Abstract
Introduction
Patients with Parkinson disease (PD) are unable to generate adequate amplitude of movement and maintain internal gait rhythm because of a dopaminergic deficiency in the nigrostriatal pathway. 1 This results in an abnormal gait pattern characterized by reduced gait speed, shortened stride length, and a longer double-limb support phase. 2 Despite optimal medical and surgical therapies, patients with PD develop progressive gait disturbances and disability.2-4 Therefore, improving walking ability is a primary goal in PD rehabilitation. 5
Physiotherapy (PT) aimed at enabling patients to maintain their maximum level of activity and independence is often prescribed, 6 but with the exception of rhythmic cueing strategies, 7 treatments for gait have modest benefit. 6 Electromechanical devices and treadmill training (TT) may improve walking ability in PD.8,9 Animal models of PD suggested that training programs based on exercise may increase neuroprotection and neurorestoration. 10
As to the issue of motor learning, sequential movements such as walking are acquired through a process of implicit learning becoming automatic with practice.11,12 In PD, implicit learning impairment emerges with progression of the disease, whereas explicit learning is impaired in the early stage of illness as a consequence of early deficits in attention and working memory. 12 Task-specific paradigms may improve the retention of motor skill learning in adults with PD. 13 Miyai and colleagues evaluated the short- and long-term effects of a 4-week body weight–supported TT in patients with PD, reporting greater improvements in motor performance and walking ability compared with conventional PT.14,15 In addition, TT without body weight support has been reported to better improve walking ability, lower-extremity tasks, and dynamic balance than conventional PT in PD8,16,17 even after a single session. 5 Moreover, it has been observed that specific exercise programs based on incremental speed-dependent TT may improve walking ability and reduce postural instability in PD. 18
A pilot study that aimed to evaluate the potential effects of TT with robot assistance on reducing of freezing of gait (FOG) reported promising results for FOG symptoms and walking ability. 19 To date, no randomized controlled trial (RCT) has been carried out to primarily analyze the effects of robot-assisted gait training (RAGT) on walking ability in people with PD.

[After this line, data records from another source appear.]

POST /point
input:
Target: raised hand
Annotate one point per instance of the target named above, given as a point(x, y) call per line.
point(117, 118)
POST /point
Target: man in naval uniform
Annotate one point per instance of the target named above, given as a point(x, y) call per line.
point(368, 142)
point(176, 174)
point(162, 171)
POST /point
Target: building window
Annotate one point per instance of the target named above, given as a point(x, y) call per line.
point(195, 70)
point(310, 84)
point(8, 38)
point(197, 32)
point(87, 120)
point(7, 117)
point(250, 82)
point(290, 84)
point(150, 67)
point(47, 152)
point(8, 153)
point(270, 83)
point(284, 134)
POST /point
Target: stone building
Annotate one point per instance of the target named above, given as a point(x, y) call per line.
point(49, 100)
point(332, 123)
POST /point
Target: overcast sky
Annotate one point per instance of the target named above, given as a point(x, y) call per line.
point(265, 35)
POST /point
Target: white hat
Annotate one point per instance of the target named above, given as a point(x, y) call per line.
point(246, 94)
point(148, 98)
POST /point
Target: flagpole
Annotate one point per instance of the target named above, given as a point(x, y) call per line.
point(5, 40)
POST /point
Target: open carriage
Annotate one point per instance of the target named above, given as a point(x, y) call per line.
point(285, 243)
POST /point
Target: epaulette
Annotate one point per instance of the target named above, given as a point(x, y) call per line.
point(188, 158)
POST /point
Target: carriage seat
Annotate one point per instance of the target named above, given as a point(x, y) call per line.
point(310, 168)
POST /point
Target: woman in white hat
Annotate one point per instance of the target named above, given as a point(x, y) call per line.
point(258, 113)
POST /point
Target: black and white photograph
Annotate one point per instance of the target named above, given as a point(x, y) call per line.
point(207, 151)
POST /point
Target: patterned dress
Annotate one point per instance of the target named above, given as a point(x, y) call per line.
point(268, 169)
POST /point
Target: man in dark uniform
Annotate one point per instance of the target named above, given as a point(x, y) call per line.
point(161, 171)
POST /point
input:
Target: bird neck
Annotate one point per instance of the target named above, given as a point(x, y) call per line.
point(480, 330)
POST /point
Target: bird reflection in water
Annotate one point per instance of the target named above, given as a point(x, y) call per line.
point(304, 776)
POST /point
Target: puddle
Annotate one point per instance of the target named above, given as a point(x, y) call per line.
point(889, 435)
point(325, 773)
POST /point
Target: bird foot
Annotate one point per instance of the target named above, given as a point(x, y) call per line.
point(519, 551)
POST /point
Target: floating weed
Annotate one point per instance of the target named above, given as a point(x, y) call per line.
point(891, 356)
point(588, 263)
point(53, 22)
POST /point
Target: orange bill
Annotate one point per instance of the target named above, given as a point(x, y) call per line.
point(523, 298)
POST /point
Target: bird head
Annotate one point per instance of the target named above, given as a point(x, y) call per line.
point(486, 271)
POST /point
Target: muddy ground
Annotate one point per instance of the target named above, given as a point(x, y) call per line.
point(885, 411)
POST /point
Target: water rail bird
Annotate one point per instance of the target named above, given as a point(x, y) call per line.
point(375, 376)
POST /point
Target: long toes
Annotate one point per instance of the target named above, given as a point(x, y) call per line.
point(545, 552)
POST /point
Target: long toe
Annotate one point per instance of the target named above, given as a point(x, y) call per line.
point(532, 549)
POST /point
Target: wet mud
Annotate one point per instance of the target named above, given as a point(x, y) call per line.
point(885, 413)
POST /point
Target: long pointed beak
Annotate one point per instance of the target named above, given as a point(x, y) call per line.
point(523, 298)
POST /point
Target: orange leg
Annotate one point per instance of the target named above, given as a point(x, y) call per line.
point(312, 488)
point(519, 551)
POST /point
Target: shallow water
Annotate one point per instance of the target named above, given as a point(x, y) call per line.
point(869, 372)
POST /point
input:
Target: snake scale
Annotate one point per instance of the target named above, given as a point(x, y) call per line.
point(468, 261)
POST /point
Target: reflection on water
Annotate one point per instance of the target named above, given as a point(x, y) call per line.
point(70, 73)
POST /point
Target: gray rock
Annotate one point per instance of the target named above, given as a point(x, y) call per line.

The main aim of this RCT was to evaluate whether a rehabilitation program consisting of RAGT could be more effective than a conventional PT program for improving walking ability (ie, gait speed and walking capacity) in patients with PD. The secondary aim was to examine how RAGT could influence spatiotemporal gait parameters and whether this could have a positive impact on fatigue and severity of disease in PD.
Methods
This RCT was performed in the Neurological Rehabilitation Unit of the Azienda Ospedaliera-Universitaria Integrata of Verona, Italy. Inclusion criteria were confirmed idiopathic PD, Hoehn and Yahr stage of 2.5 or 3, 20 and Mini-Mental State Examination score >23. 21 Exclusion criteria were severe dyskinesias or “on-off” phases, change of PD medication during the study, deficits of somatic sensation in the lower limbs, vestibular disorders or paroxysmal vertigo, other neurological or orthopedic conditions involving the lower limbs, and cardiovascular comorbidity.
All participants were outpatients and gave their informed consent for participation in the study. The study was carried out according to the Declaration of Helsinki and was approved by the local ethics committee.
Prior to testing, participants were divided into 2 groups according to a simple randomization scheme 22 using a randomization list locked in a desk drawer accessible only to the principal investigator. During the study, participants were instructed to take their PD medications regularly and were tested and trained 1 to 2.5 hours after taking their morning dose. Participants did not perform any type of rehabilitation in the 3 months before the study nor did they undergo any form of PT other than that scheduled in the study protocol.
Treatment Procedures
Each patient underwent a training program consisting of twelve 45-minute sessions (including rest periods), 3 days a week (Monday, Wednesday, and Friday) for 4 consecutive weeks.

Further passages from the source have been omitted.